Liquidity risk

Liquidity risk is defined as the risk that maturities of assets and liabilities may not match. The Group is exposed to liquidity risk as it has to use available cash on a daily basis to make payments, extend loans and repay liabilities.

Gap analysis for different time horizons is the main tool for managing liquidity risk. The Group manages two types of liquidity risk — statutory liquidity risk and physical liquidity risk.

Statutory liquidity risk is the risk of possible failure to meet statutory liquidity ratios. The Bank prepares weekly liquidity ratio forecasts, which are monitored for compliance with both regulatory restrictions and the more conservative internal limits set by the Bank. Throughout 2011, the Bank’s liquidity ratios were significantly better than the statutory requirements.

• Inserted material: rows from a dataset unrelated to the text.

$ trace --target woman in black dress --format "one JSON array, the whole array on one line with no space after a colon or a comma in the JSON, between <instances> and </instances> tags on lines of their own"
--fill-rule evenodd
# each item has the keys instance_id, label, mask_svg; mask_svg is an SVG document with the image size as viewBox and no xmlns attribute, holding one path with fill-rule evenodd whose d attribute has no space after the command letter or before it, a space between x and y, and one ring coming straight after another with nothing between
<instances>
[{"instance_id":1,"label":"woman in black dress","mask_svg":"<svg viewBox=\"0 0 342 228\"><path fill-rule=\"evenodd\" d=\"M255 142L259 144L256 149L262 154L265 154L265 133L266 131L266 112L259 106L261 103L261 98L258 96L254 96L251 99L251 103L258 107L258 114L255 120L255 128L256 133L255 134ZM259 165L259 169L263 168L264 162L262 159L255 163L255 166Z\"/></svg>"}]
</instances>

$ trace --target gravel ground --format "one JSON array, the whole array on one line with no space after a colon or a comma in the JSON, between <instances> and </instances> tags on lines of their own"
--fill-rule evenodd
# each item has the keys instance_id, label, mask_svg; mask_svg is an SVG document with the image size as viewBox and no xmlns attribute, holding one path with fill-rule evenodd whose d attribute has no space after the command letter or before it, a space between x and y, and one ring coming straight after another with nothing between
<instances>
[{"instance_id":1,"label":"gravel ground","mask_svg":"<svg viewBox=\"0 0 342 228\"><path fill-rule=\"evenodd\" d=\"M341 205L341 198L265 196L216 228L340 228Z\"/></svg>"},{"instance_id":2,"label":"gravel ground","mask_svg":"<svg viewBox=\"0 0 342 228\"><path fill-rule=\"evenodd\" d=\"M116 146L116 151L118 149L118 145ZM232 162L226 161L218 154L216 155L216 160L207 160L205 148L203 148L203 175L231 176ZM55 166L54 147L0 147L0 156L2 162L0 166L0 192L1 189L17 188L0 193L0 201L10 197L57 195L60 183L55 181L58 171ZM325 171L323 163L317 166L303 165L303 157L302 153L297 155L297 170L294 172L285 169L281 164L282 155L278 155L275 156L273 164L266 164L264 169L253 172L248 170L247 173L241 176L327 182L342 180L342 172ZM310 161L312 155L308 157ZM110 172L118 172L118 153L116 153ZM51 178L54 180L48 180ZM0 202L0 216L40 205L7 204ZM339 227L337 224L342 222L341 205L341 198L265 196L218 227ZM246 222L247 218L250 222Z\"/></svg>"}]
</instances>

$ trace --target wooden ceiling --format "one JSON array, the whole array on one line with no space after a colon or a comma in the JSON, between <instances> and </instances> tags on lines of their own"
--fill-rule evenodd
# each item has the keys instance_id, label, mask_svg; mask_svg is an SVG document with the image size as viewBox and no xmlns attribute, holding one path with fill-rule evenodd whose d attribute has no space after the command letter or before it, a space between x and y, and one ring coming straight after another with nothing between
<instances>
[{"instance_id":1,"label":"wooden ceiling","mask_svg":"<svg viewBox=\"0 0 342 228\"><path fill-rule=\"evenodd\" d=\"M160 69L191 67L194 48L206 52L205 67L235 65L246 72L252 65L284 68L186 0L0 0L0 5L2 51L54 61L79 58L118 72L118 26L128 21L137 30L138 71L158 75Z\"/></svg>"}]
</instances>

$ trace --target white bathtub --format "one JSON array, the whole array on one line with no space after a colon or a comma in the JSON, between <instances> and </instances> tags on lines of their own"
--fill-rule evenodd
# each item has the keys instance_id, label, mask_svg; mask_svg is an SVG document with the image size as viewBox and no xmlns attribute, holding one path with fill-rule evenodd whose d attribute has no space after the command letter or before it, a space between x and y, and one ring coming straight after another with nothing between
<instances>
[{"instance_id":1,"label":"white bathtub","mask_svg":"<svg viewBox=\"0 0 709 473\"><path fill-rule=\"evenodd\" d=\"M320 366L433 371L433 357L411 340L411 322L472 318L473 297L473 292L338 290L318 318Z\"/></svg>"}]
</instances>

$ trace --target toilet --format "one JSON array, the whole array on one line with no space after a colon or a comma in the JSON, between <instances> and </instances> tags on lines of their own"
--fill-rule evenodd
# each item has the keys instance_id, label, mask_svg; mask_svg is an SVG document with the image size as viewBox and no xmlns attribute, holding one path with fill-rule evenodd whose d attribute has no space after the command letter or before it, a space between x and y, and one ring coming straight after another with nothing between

Compliance with liquidity ratios

Liquidity ratios Threshold set by the Bank of Russia Sberbank’s internal limits Liquidity ratio values at the reporting date, %
      2011 2010
N2 More than 15% 15% 50.8 80.6
N3 More than 50% 55% 72.9 103.0
N4 Less than 120% 110% 87.3 78.0

Physical liquidity risk is the risk that any amount expressed in any currency may fall short of obligations imposed upon the Bank. The key processes involved in managing physical liquidity risk include the following:

  • Forecasting cash flows by type of currency in order to define the amount of capital required to cover the liquidity gap;
  • Forecasting the structure of assets and liabilities based on scenario analysis in order to ensure the required level of liquid assets in the medium and long term;
  • Monitoring liquidity sources in order to evaluate the maximum amount of capital the Group can raise from various sources denominated in various currencies;
  • Diversifying sources in terms of currency (based on maximum amounts, costs and borrowing periods);
  • Conducting stress testing and developing action plans to recover required liquidity in the event of adverse market conditions or in a crisis.

Short-term physical liquidity risk management involves cash flow forecasting and monitoring available liquidity sources. The Bank’s immediate liquidity needs are primarily ensured through direct repurchase agreements with foreign banks and the Bank of Russia. Midto long-term liquidity is managed across Sberbank based on quarterly funding plans. Trade finance, bond issuance and syndicated loans are the main source for covering mid- to long-term funding requirements.